Alumnus composes piece for homecoming concert

Jessica Sheldahl

What: Homecoming Concert

Where: Martha-Ellen Tye Recital Hall

When: 3 p.m., Sunday

Cost: Free

This weekend will be a true homecoming for four ISU alumni. They will be recognized with the Department of Music Outstanding Alumni Award at a special homecoming concert with the wind ensemble.

Recipients of the award include Jay Kawarsky, professor of music theory and composition and chair of the musical theatre program at Westminster Choir College of Rider University; Paul Bro, professor of music at Indiana State University; Alan Greiner, director of the Iowa State High School Music Association; and Wayne Bailey, director of the School of Music and professor of music at Arizona State University.

“These people will be receiving their awards at a special dinner on Friday evening, but this is a way to thank them publicly and at a concert and allowing them to do what’s helped get them the award,” says Michael Golemo, music department chair and conductor of the wind ensemble.

The concert will include five pieces. Bailey and Greiner are guest conductors for the concert and each of them will conduct the wind ensemble on one of the pieces.

The highlight of the concert will be the premiere of a composition by Kawarsky called “Fastidious Notes.” The fourth alumnus will also be a part of this premiere. Bro will be the soloist for this saxophone concerto.

Golemo says he agreed to play this work before it had even been written.

“I spoke with some members of the faculty who had had him as a student years ago, and they assured me he would write something wonderful,” Golemo says.

“It is a short piece, only 10 minutes long, with alto saxophone, wind instruments and a lot of percussion,” Kawarsky says. “It’s a flashy, show-off piece for Dr. Bro.”

Kawarsky isn’t the only one excited to see the piece performed. The students in the wind ensemble are excited as well.

“It is quite catchy at parts and almost a little bouncy,” says Kristina Boysen, graduate in computer science and member of the wind ensemble. “It’s a semi-modern piece. It slows down and speeds up. It’s very different like that.”

Golemo says the piece requires some nontraditional instruments for the wind ensemble including a string bass and harp and also an unusual instrumentation.

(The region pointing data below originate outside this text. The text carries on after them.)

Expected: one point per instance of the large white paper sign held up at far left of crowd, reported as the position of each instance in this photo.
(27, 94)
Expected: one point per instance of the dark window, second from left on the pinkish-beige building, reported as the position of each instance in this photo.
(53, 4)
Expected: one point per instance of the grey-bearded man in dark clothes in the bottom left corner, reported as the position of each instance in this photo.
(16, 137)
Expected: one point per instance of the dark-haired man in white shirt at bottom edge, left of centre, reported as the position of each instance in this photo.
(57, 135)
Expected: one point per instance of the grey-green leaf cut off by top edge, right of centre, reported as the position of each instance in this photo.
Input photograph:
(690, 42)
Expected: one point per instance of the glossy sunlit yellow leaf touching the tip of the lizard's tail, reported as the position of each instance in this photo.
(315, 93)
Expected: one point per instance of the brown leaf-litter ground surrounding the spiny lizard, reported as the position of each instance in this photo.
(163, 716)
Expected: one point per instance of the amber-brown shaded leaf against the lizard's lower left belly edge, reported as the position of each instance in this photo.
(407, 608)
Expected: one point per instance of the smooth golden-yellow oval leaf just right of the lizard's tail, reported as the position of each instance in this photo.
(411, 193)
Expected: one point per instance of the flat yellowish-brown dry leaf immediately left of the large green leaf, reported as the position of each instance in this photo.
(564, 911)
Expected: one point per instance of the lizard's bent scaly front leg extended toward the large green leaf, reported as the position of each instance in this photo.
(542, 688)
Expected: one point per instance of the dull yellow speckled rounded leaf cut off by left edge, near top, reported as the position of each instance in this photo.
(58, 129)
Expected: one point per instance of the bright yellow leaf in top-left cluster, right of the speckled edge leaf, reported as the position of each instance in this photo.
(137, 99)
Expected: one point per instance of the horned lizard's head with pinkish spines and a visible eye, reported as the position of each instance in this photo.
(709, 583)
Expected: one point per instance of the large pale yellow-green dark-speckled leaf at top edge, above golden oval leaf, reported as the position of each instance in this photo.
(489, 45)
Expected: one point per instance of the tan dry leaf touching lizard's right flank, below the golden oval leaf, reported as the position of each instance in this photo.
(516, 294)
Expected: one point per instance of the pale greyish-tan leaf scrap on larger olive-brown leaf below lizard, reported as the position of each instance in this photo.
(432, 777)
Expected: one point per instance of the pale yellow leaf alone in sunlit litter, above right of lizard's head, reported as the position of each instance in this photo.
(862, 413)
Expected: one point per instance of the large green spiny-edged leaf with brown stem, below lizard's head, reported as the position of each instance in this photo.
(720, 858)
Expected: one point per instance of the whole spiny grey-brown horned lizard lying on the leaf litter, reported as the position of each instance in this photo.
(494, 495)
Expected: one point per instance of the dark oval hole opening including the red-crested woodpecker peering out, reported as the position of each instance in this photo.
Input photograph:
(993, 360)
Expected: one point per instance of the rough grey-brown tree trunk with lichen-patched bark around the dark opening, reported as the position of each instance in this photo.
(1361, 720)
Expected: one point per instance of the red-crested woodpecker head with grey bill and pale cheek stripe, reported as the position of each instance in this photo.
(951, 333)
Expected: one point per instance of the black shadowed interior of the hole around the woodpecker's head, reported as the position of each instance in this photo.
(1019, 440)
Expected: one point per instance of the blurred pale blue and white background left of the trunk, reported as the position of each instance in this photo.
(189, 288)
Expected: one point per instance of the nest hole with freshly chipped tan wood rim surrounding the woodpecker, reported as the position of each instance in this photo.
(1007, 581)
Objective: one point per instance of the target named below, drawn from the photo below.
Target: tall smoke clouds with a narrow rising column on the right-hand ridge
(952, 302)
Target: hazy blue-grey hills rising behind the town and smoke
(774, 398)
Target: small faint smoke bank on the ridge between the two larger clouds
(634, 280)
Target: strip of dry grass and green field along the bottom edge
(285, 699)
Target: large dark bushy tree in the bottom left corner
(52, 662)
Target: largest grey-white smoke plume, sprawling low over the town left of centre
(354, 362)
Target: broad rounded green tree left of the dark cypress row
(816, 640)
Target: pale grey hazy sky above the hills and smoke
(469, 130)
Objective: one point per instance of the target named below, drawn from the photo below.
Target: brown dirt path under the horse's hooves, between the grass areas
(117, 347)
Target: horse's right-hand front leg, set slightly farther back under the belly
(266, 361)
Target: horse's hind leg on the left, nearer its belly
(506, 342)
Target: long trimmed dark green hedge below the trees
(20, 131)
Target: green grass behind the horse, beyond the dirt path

“The accompaniment is not for the traditional full symphonic band,” Golemo says. “It’s really more of a large chamber group so it’s a different size for us, and that’s one of the neat things about the wind ensemble. Fairly often we will go with a unique instrumentation to satisfy what the composer intended as opposed to having the same people play all the time.”

“I’m very excited about it,” Kawarsky says. “When you create a work and finish writing the last page, it’s like giving birth to it.”